Hermano Luz Rodrigues (Recife, Brazil) is a designer and PhD researcher in Creative Technologies at the Centre for Creative Technologies (University of Galway, Ireland). Previously, Hermano received a Master’s in Design Studies degree in Art, Design, and the Public Domain, from the Harvard University Graduate School of Design (USA) and a Master of Arts degree in Research in Artistic and Visual Practices from the University of Castilla-La Mancha (Spain). In his practice, he focuses on how to integrate cultural objects with contemporary and digital media technology to promote more inclusive and participatory spaces.
As an artist, Hermano has exhibited internationally in institutions such as the Harvard GSD Druker Design Gallery (Cambridge, USA), Facultad de Bellas Artes Cuenca (Cuenca, Spain), EAC Uruguay (Montevideo, Uruguay), Museu de Arte Brasileira (Sao Paulo, Brazil).
From 2019 to 2021, he was a curator at the Harvard GSD Kirkland Gallery, in which he helped consider the physical’s gallery transition to a experimental digital format during the pandemic.
Hermano regularly contributes to experimental and community engaging public art projects as a 3D visual technologist and computational design researcher. He has contributed to projects by Matthew Mazzotta, Tools For Action Foundation, Ghana Think Tank, Sujin Lim, and several others.

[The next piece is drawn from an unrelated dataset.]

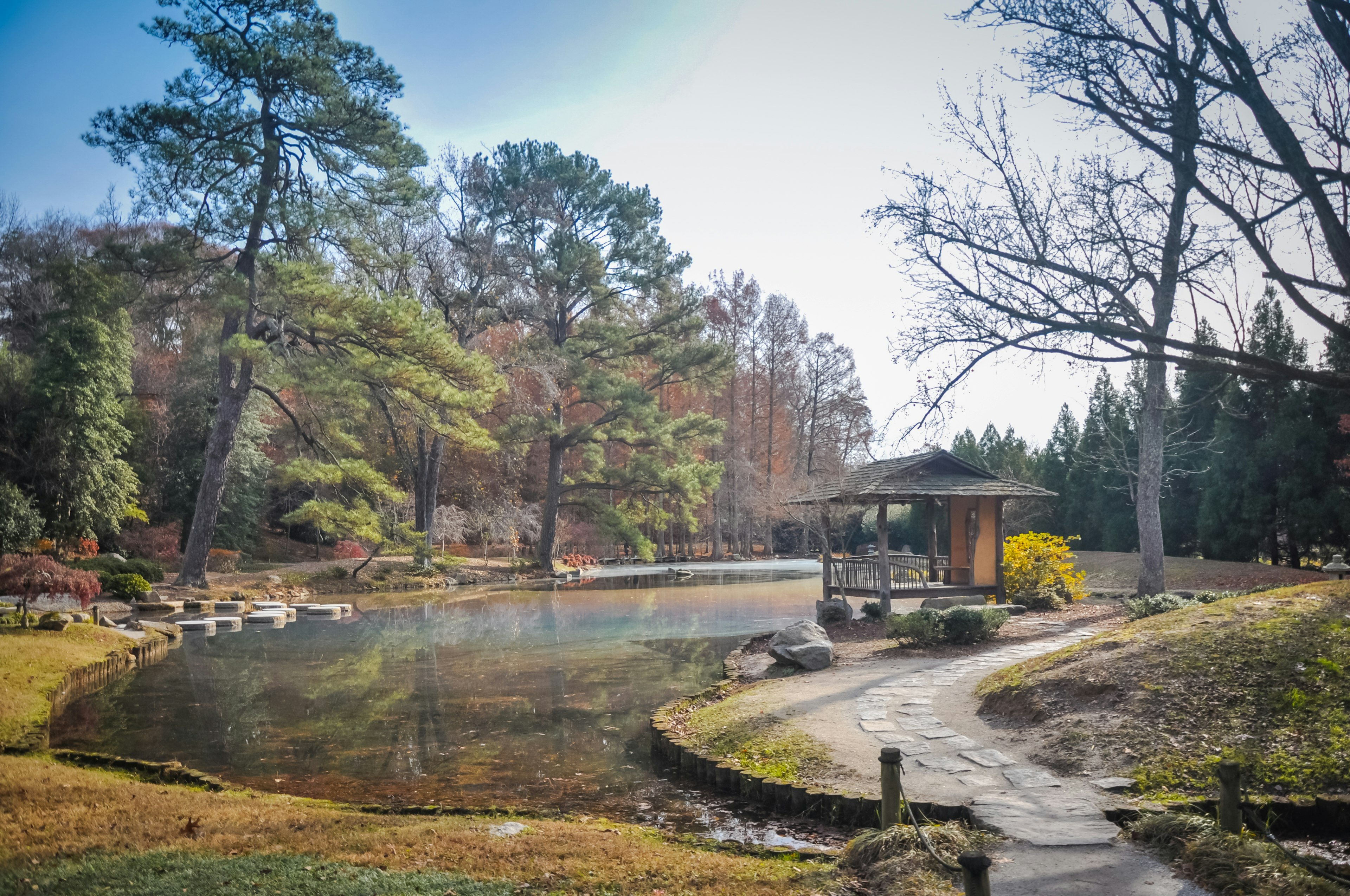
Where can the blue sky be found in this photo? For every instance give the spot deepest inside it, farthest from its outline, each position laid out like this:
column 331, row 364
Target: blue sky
column 763, row 126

Hermano collaborates with NYC architect Stephanie Yeung for the socially-engaged design duo really not really.
Image: A prototype of Goita’s Crane presented at Museu de Arte de Riberao Preto, Sao Paulo, Brazil (2019). Gloria de Goita is a small town in the state of Pernambuco, Brazil, famous for its colorful handcrafted wooden puppets. The dolls are perceived as intrinsic to Northeast Brazil’s culture, but the artisans have been struggling to sell them to new generations. Goita’s Crane seeks to integrate the artisans’ dolls with elements from the “crane claw” arcade game as a means to spur social and educational interest in them. The project invisions that the interactive display could be developed to promote engagement with and dissemination of the region’s culture heritage.